While he was conducting this research into the embryonic development of the siphonophores, Haeckel made certain experiments on phenomena that have lately been made the subject of a special “experimental mechanical embryology” by some of his pupils, particularly Professor Roux, of Halle. He cut up siphonophore ova into several pieces at the commencement of their development, and saw an incomplete social medusa develop from each fragment.

A Siphonophore
(Disconalia gastroblasta.)

Thus the journey, like the earlier one to Messina, brought the indefatigable student into touch once more with a “philosophical animal.” This alone would have made it well worth the trouble. How many more of the kind the future might still have in reserve for him! In the quiet months at Puerto del Arrecise, on Lanzarote, he was gradually restored to his spiritual balance. Nature had taken much from him, but she offered him an inexhaustible return. His elasticity and vigour of frame had been restored before he left Teneriffe. In a twenty-two hours’ tour, only interrupted by two hours’ sleep, he had climbed to the highest summit of the Peak, in such an unfavourable season (in the November snow) that the native guides would not go any further in the end; all those who were with him except one stopped short a little way from the top.

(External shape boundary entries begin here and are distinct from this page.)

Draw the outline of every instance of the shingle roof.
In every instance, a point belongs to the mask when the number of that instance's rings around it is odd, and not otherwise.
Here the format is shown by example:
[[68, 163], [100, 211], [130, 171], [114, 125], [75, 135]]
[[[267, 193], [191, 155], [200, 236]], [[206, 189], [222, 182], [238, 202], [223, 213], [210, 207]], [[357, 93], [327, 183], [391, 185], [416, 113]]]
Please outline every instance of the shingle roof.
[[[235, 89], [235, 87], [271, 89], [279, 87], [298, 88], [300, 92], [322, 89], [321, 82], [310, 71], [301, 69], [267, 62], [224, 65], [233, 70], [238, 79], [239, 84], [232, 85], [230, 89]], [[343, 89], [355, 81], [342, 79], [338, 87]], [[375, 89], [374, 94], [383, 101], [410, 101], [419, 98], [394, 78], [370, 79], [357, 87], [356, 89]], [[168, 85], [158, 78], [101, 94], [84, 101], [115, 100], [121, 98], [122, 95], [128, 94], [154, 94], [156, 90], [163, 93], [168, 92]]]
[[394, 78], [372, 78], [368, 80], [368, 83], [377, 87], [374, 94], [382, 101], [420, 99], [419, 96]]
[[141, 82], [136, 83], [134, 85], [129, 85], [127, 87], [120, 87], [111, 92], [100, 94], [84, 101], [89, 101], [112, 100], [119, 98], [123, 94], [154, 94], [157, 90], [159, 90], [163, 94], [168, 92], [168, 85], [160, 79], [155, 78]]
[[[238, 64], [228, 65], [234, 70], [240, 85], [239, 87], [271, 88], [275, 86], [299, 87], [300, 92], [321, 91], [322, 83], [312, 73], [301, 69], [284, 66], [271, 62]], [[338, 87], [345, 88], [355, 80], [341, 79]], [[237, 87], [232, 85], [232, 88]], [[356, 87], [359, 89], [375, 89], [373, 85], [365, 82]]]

The short rest at the summit (4,128 yards above the sea-level, on the icy edge of the crater) was greatly enjoyed by him. He could see over a distance of 5,700 square miles, as much as one-fourth of the whole of Spain. “The extraordinary range and height of the horizon gives one a vague idea of the infinity of space. The deep unbroken silence and the consciousness that we have left all animal and vegetal life far behind, produce a profound feeling of solitude. One feels oneself, with a certain pride, master of the situation that has been secured with so much trouble and risk. But the next moment one feels what we really are—momentary waves in the infinite ocean of life, transitory combinations of a comparatively small number of organic cells, which, in the last resort, owe their origin and significance to the peculiar chemical properties of carbon. How small and mean at such moments do we find the little play of human passions that unfolds itself far below in the haunts of civilisation! How great and exalted in comparison does free Nature seem, as it unrolls before us, in one vast picture, the whole majesty and splendour of its creative power!” Thus he himself describes the moment. Something of that feeling of exalted solitude entered into his life. He stood firm and undazed—come what might.